Elle ne m’a pas répondu. Elle a baissé les yeux, & ses mains ont recommencé à tirer les fils de son mouchoir. J’ai appelé son Frere Édouard, & je lui ai demandé s’il connoissoit les inclinations de sa Sœur ? Pourquoi les femmes, mon cher Docteur, rougissent-elles d’avouer une louable affection ? Que trouvent-elles de honteux dans l’amour, lorsqu’il est réglé par l’honneur & la discrétion ?

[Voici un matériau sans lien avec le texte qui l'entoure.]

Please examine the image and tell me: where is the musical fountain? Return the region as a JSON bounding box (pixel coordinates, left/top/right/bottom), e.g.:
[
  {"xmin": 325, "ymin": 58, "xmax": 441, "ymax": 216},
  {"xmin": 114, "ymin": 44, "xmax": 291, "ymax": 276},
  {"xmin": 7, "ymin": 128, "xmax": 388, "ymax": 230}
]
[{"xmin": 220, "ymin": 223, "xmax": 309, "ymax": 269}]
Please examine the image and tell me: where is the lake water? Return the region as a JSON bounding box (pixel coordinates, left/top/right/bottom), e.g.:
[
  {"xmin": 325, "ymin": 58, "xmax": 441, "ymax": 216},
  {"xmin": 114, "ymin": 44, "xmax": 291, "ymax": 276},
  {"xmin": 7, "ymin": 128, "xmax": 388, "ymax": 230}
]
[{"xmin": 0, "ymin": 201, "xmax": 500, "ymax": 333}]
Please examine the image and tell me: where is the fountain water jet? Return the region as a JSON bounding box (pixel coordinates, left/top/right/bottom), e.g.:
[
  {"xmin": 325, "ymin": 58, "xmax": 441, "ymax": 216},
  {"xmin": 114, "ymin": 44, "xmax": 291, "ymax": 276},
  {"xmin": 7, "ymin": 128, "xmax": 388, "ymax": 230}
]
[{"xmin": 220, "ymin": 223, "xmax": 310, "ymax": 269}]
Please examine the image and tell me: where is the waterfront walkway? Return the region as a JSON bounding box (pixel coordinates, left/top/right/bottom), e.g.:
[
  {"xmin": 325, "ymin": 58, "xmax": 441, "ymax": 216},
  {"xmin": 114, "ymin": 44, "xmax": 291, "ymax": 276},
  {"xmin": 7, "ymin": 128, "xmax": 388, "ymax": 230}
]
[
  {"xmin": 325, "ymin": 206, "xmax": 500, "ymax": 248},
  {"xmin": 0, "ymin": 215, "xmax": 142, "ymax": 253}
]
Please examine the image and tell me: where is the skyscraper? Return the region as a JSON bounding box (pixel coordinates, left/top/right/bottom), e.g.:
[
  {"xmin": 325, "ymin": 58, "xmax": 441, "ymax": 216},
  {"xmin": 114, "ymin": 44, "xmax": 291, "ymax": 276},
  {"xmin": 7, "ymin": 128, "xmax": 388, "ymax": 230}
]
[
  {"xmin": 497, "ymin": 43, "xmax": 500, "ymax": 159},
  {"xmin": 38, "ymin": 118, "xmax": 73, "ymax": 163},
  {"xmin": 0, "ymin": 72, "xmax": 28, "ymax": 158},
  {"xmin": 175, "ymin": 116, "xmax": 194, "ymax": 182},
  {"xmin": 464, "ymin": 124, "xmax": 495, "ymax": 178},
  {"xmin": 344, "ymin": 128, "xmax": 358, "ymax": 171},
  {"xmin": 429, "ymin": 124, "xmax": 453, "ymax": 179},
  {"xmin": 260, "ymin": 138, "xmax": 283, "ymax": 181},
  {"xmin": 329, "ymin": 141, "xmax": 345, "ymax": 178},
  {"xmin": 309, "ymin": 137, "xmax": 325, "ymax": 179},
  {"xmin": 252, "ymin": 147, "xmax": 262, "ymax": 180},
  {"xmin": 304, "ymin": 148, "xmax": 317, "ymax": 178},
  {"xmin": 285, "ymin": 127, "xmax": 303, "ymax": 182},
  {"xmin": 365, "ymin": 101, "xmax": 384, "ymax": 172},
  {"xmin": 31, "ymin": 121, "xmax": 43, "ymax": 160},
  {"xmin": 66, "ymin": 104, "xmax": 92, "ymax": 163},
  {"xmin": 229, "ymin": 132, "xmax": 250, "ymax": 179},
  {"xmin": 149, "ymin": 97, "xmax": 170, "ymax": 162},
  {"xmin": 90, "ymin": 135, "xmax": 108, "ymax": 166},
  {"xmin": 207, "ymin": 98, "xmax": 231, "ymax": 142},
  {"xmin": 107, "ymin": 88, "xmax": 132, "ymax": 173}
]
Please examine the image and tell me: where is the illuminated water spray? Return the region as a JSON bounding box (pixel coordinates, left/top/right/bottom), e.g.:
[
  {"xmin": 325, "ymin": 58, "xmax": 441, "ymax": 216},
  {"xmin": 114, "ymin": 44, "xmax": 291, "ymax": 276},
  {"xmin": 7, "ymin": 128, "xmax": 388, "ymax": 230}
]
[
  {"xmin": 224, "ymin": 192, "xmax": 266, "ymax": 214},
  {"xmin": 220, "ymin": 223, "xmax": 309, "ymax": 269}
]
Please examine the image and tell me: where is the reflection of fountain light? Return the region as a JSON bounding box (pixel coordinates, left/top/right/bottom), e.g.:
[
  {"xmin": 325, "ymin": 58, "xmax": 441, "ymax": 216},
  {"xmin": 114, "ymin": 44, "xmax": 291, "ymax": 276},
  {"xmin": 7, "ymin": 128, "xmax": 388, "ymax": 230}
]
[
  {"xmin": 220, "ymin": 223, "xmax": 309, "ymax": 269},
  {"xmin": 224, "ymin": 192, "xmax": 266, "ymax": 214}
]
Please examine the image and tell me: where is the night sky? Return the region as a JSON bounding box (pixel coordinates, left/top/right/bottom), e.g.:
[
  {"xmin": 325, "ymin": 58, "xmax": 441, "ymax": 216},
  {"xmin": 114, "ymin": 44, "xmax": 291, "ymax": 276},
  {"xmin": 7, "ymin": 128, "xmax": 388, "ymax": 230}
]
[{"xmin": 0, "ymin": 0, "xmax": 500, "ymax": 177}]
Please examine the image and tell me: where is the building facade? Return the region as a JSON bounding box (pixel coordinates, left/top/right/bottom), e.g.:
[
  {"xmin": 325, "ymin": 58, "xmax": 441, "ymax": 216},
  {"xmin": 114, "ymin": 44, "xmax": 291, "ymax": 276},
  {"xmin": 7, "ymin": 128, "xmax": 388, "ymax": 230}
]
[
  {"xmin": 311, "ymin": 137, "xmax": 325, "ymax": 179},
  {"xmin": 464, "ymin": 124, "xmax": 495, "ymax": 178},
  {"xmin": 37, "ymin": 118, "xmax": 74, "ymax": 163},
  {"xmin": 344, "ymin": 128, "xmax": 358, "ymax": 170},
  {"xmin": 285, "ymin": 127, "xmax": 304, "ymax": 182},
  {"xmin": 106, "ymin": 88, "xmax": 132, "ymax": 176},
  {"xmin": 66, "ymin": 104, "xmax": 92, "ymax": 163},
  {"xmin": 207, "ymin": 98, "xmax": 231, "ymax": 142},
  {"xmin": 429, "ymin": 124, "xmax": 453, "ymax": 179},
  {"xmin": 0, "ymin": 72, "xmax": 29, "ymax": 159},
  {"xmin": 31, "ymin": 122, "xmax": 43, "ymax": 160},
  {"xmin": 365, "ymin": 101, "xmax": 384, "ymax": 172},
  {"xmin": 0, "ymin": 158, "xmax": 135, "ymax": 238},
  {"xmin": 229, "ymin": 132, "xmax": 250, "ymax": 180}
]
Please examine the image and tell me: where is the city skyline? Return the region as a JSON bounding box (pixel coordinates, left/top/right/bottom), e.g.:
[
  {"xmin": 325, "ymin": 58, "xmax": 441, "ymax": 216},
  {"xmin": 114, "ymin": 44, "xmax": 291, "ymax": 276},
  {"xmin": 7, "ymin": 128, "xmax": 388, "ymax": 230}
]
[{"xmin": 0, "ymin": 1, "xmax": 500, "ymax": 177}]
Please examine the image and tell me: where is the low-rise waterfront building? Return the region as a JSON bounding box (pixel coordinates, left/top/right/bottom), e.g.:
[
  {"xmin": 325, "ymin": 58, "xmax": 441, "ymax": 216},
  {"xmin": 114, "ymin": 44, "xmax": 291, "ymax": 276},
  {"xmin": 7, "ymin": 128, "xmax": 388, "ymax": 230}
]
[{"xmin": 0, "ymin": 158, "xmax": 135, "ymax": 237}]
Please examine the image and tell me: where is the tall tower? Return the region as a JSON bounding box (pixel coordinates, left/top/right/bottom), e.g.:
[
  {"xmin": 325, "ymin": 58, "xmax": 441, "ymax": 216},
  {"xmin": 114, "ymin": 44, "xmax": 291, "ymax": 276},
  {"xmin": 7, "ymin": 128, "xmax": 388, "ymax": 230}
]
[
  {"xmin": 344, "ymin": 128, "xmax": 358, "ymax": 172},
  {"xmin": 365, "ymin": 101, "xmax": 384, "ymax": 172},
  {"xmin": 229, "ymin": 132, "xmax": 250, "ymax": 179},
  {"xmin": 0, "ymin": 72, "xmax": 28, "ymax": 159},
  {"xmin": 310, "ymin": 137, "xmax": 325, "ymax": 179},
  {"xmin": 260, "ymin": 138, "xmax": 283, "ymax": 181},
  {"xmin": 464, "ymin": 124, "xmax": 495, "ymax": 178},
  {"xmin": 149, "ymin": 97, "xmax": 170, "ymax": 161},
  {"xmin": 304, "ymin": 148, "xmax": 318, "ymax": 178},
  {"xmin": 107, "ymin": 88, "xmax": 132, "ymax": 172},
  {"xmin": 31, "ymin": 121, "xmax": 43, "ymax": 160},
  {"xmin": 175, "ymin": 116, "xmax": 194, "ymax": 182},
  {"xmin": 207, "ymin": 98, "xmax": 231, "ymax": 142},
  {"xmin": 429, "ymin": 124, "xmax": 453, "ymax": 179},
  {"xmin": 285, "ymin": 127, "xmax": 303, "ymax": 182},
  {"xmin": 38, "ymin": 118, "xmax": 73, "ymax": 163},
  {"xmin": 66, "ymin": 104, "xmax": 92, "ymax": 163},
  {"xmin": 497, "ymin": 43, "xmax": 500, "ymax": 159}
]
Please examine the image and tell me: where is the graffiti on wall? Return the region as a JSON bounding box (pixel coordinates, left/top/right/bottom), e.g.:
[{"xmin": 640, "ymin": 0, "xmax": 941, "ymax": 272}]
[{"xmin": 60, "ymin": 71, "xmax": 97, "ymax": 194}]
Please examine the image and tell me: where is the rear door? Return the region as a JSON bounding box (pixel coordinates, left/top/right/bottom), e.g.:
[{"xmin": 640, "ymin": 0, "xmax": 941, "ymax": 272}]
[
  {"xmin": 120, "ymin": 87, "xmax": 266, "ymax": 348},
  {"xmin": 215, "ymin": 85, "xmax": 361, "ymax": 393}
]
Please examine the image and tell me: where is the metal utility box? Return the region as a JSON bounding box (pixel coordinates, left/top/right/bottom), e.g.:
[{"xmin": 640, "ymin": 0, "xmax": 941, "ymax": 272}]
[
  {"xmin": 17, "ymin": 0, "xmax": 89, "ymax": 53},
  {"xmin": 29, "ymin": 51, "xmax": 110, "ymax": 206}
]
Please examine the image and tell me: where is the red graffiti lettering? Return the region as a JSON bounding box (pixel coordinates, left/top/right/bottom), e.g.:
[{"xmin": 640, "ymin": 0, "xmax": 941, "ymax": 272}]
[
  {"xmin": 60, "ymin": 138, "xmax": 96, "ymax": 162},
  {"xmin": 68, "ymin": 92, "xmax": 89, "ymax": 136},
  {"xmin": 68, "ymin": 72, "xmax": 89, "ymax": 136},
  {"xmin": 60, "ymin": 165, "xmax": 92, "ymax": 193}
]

M. Édouard m’a fait l’histoire des amours de sa Sœur ; tandis que cette aimable fille rougissoit à chaque mot, & tenoit la vue baissée dans un charmant embarras. M. Gard, fils d’un riche Négociant dans le commerce de Turquie, est le jeune homme avec le cœur duquel Miss Danby a fait l’échange du sien. Le Pere de M. Gard, qui demeure dans le voisinage de sa Tante, l’avoit envoyé dans son comptoir d’Asie, sous prétexte de le former aux affaires, mais au fond pour l’éloigner de Miss Danby, avec laquelle il ne vouloit point entendre parler de mariage, sans savoir ce que son Oncle avoit dessein de faire pour elle. Le jeune Amant est revenu depuis peu ; & pour obtenir la liberté de demeurer à Londres, il a promis à son Pere de ne se marier jamais sans son consentement. Cependant M. Édouard assure qu’il aime sa Sœur avec une vive passion, & qu’il a juré de ne prendre jamais d’autre femme.